それを、屍王の腕力と魔力が、正面から壊していく。
「ニーナ!」
「まだいける……はず」
結晶盾が、最後にひときわ強く光る。
刃がずれた。
そして、下がっていく。
つまり、王は曲刀を《引いた》のだ。
次の瞬間。
結晶盾が左右に分かれた。
断ち切られた……!
「《結晶盾》が切られました!」
砕け散っていく盾。
相手は押し切るまでは行かなかった。行けなかった。
しかし、まさしく間一髪。ギリギリだ。足先の石床が砕けて、靴に当たった。
『二撃目止めた!』
『ニーナちゃんの盾やばい』
『切ることも出来んのかよ』
『ギリギリすぎる』
『盾が弱いんじゃなくて王が強すぎる』
ニーナの額に汗が浮かんでいる。
精霊でも汗はかくのか……なんて考えてる場合じゃない!
「……壊された」
「あの盾を壊す方がおかしいよ」
俺は、灰の王を見たまま言った。
敵はまた、やはりゆっくりとした動作で曲刀を構えなおしていく。
「ニーナ、助かったよ。
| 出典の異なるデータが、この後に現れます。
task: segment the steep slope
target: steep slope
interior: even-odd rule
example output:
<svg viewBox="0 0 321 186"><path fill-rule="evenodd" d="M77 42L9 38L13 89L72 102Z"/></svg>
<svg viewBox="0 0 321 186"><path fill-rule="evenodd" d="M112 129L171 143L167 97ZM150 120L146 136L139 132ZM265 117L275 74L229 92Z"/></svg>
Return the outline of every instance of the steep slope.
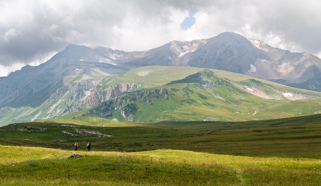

あれがなかったら、俺たちは姿形もなかったかも」
ニーナは、少しだけ息を吐く。
「反撃の糸口……探さなきゃ」
「そうだね。……間合いと時間があれば、幾らでも考えられる、けど」
「この王にとっては狭い空間が、キルゾーンといった形になってますね」
「切るゾーン?」とニーナ。
「…………」
「…………」
あながち間違いじゃないのが微妙だ。
「巨大な相手なら、ニーナの魔法が最適だね」
「しかし、外れれば危険ですよ……?」
「動きを止める」
「動きを……《刻の縫い針》だと詠唱が間に合いませんし……」
そうだ。だけど……組み合わせれば……。
「ニーナ、どうにか相手を守らせたい」
「うん。時間、ということ」
屍の王は、また曲刀を持ち上げていた。
俺はしびれた手で、《燻り火の剣》を握り直す……。